Masih ingat kehebohan ketika Malaysia mengaku bahwa Reog adalah bagian dari budayanya?
Kini Singapura kembali membuat heboh negara tetangga ketika mendaftarkan pusat kuliner jalanan ke UNESCO untuk mendapatkan pengakuan sebagai Intangible Cultural Heritage of Humanity.
Langkah Singapura ini memang cukup beralasan karena dilihat dari sejarahnya pusat kuliner jalanan Singapura ini berkembang dari jualan jajanan dengan menggunakan Rickshaw dan mobil bak terbuka di pinggir jalan.
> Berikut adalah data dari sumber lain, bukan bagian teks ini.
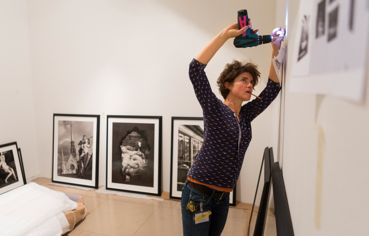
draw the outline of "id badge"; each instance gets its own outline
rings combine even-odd
[[[210,211],[198,211],[195,213],[195,224],[209,221],[209,216],[211,214]]]

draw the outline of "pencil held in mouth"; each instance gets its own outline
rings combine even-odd
[[[251,93],[250,93],[250,94],[251,94]],[[262,100],[262,100],[263,100],[263,99],[261,99],[261,98],[260,97],[258,97],[258,96],[257,96],[256,95],[255,95],[255,94],[251,94],[251,95],[254,95],[254,96],[255,96],[255,97],[256,97],[256,98],[259,98],[259,99],[260,99],[260,100]]]
[[[283,38],[284,36],[277,36],[276,37],[273,37],[273,36],[272,36],[272,39],[280,39],[281,38]]]

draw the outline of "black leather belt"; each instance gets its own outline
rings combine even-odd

Kuliner jalanan yang dijual saat itu antara lain kway teow, cake wortel dan mie kuah dengan baso ikan.
Pada tahun 1960 an oleh pemerintah Singapura penjaja makanan ini dipindahkan pusat kuliner terbuka, food courts dan kedai kopi agar sekaligus berfungsi sebagai fasilitas interaksi sosial masyarakat Singapura.
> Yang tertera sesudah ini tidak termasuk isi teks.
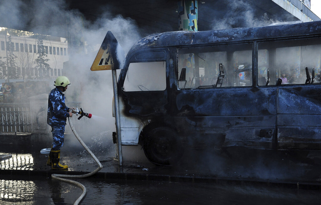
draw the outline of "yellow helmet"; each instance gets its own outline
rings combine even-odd
[[[64,88],[70,84],[70,81],[68,78],[65,76],[59,76],[56,79],[54,85],[55,86],[62,86]]]

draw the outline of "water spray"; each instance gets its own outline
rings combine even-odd
[[[81,107],[80,108],[80,110],[78,109],[78,107],[76,109],[73,109],[72,112],[74,113],[75,113],[76,115],[78,115],[78,114],[80,115],[80,116],[78,118],[78,120],[80,120],[80,118],[82,117],[82,116],[86,116],[88,118],[91,117],[92,115],[91,114],[85,113],[82,111],[82,109]]]

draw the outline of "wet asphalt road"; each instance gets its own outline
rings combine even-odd
[[[68,138],[67,138],[68,139]],[[68,171],[91,171],[94,160],[73,138],[66,140],[62,149],[62,163]],[[76,141],[76,140],[75,141]],[[171,167],[155,165],[148,161],[140,146],[123,147],[123,165],[114,160],[116,147],[100,136],[84,140],[104,168],[100,172],[123,173],[197,176],[244,180],[306,182],[321,184],[321,154],[229,148],[185,150],[181,160]],[[39,143],[0,145],[0,154],[11,153],[11,160],[2,161],[1,169],[46,171],[47,157],[40,153],[48,145]],[[81,190],[72,184],[50,177],[4,176],[0,186],[0,204],[73,204]],[[265,184],[213,184],[155,181],[119,180],[90,178],[77,179],[87,187],[82,204],[319,204],[321,192],[269,186]]]

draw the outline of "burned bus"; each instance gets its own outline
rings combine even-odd
[[[321,149],[320,59],[321,21],[146,37],[117,82],[121,144],[163,165],[187,146]]]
Saat ini upaya Singapura untuk mendaftarkan Pusat Kuliner Jalanan ini ke UNESCO telah mendapat dukungan dari 35.000 warganya serta mendapatkan dukungan dan bantuan penuh dari pemerintah Singapura.
Pemerintah Singapura memang terlibat penuh dalam penyediakan fasilitas bangunan terbuka pusat kuliner jalanan ini termasuk pembuatan aturan terkait kualitas dan kebersihannya sebagai bagian dari promosi wisatanya.
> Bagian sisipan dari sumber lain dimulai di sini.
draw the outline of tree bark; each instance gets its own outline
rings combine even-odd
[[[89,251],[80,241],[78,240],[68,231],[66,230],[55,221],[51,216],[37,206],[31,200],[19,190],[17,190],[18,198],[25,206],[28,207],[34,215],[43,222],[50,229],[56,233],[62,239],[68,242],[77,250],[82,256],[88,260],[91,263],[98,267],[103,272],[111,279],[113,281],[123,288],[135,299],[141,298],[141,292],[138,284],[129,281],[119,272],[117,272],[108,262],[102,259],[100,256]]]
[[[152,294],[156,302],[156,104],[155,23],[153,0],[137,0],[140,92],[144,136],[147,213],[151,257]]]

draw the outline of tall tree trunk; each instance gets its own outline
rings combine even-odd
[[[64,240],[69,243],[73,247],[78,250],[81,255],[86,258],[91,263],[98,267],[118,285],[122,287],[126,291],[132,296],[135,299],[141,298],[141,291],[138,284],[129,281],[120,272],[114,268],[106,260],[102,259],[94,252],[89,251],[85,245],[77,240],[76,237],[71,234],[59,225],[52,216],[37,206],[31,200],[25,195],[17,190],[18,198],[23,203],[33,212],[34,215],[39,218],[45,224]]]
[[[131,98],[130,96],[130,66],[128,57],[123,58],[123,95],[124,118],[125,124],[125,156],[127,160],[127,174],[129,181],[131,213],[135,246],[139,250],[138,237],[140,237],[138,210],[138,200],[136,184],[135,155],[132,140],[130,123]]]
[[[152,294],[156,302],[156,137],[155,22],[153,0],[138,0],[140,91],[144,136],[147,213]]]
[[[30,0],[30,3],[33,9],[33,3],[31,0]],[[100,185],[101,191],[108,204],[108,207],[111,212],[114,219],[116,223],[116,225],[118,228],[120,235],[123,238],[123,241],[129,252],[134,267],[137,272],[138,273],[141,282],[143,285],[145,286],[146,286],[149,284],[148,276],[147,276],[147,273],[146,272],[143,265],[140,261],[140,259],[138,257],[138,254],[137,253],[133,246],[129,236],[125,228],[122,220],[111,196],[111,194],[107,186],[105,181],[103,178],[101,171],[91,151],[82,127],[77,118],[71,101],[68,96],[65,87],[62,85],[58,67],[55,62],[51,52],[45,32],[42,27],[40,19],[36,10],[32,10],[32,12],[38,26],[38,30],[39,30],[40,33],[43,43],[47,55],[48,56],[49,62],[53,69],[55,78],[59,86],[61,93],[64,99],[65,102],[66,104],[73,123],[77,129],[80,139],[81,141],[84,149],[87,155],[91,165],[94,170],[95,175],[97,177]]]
Saat ini Singapura memiliki pusat kuliner jalanan sebanyak 110 yang dapat menampung sekitar 6.000 pedagang kuniner jalanan.
Sebenarnya jika dikaji lebih dalam lagi sebagian besar kuliner jalanan Singapura bukanlah asli dari Singapura namun berasal dari makanan tradisional negara lain yang dibawa para imigran ke Singapura.
Bahkan makanan khas Singapura yang dikenal sebagai nasi ayam Hainan berasal dari propinsi Hainan di Tiongkok Selatan.
Namun tetap saja Singapura bersikeras bahwa makanan jalanan yang didaftarkan untuk mendapatkan pengakuan UNESCO ini berbeda dan sudah mengalami evolusi sehingga cita rasanya khas Singapura.
Singapura menganggap bahwa bumbu yang digunakan dan cita rasa kuliner jalanan Singapura walaupun tidak asli Singapura namun unik dan dimasak dengan teknik yang berbeda dan terinspirasi dari budaya multicultural.